Support Questions

Find answers, ask questions, and share your expertise

NiFI - DetectDuplicate Processor - How to move all the duplicates into Duplicate Flow instead of 1 record to Non-Duplicate flow?

avatar
Explorer

Hi ,

I am using a DetectDuplicate in my Nifi flow to identify the duplicates by combination of 2 keys.

Scenario I am trying to implement is :

Input :

Key1 Key2 A B C

Key1 Key2 A C B

Key1 Key2 A D B

Now with DetectDuplicate Processor, Its moving 2 of the above records to Duplicate Flow whereas one record to Non-Duplicate flow. Is there a way to move all these 3 records to Duplicate Flow ?

3 REPLIES 3

avatar
Master Mentor

@SamCloud 

 

The intent of the detect duplicate is to allow the first FlowFile through and then route all other FlowFiles with same cache entry identifier to duplicate.  So when a FlowFile reaches this processor it checks the Distributed Map Cache for the Cache Entry identifier, if it does not exist it is added to the cache and the FlowFile is routed to non-duplicate.  If it is found, then FlowFile is routed to duplicate.
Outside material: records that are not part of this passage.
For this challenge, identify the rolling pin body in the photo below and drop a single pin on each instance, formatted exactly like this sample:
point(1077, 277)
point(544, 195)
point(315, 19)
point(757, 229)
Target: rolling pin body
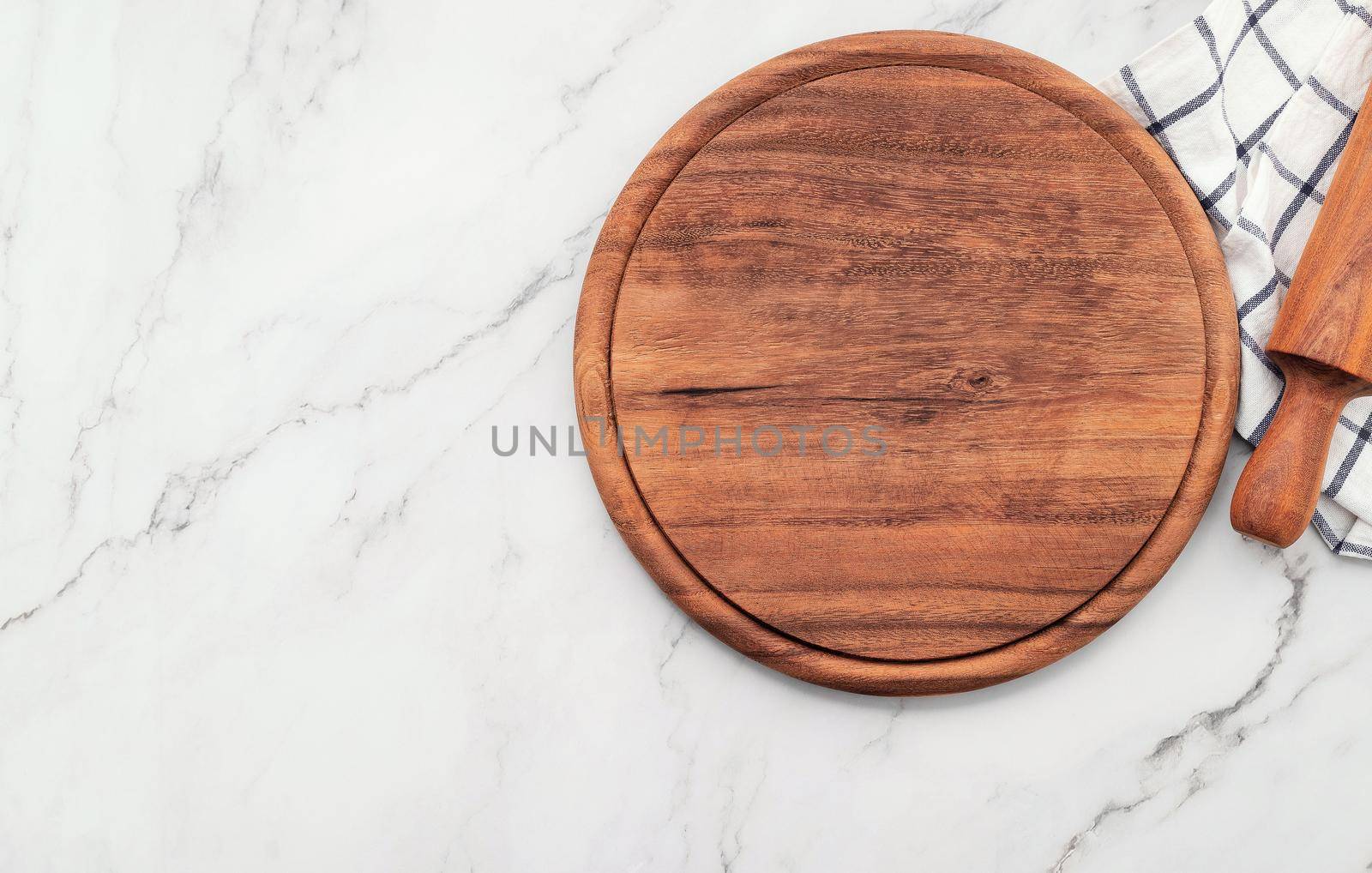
point(1323, 343)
Based on the description you provided, it is working as intended/designed.

Hope this helps,

Matt

avatar
Explorer

Hi Matt,

Its working as expected, are there any settings/configs that can help me to move even the first non-dup one to the duplicate flow when it finds a duplicate record..Meaning expectation of my requirement is to move all the 3 identical records to duplicate flow. Is it possible?

 

Thanks,

Sam

avatar
Master Mentor

@SamCloud 

 

Not really how the processor is designed to work.  It order for a FlowFile to get outed to the duplicate path the distributed map cache must already have a matching entry in it. 

All i can think for you to try is setting up a second distributedMapCache server where you use detect Duplicate a second time.  Those FlowFile routed down the duplicate connection the first time are used to populate the second cache server.  Then all your FlowFiles routed to non duplicate path originally are checked against that second distributedMapCacheServer.  Only thing here is you hav a bit of a race condition since you need to make sure the FlowFiles on the duplicate path are processed before those on the non-duplicate path.  For that you might want to use maybe the wait and notify processors. Wait on non duplicate path and the notify on after the detectDuplicate on the duplicate path.  You can see where this gets very complicated.  You may need to develop something custom here.

 

Matt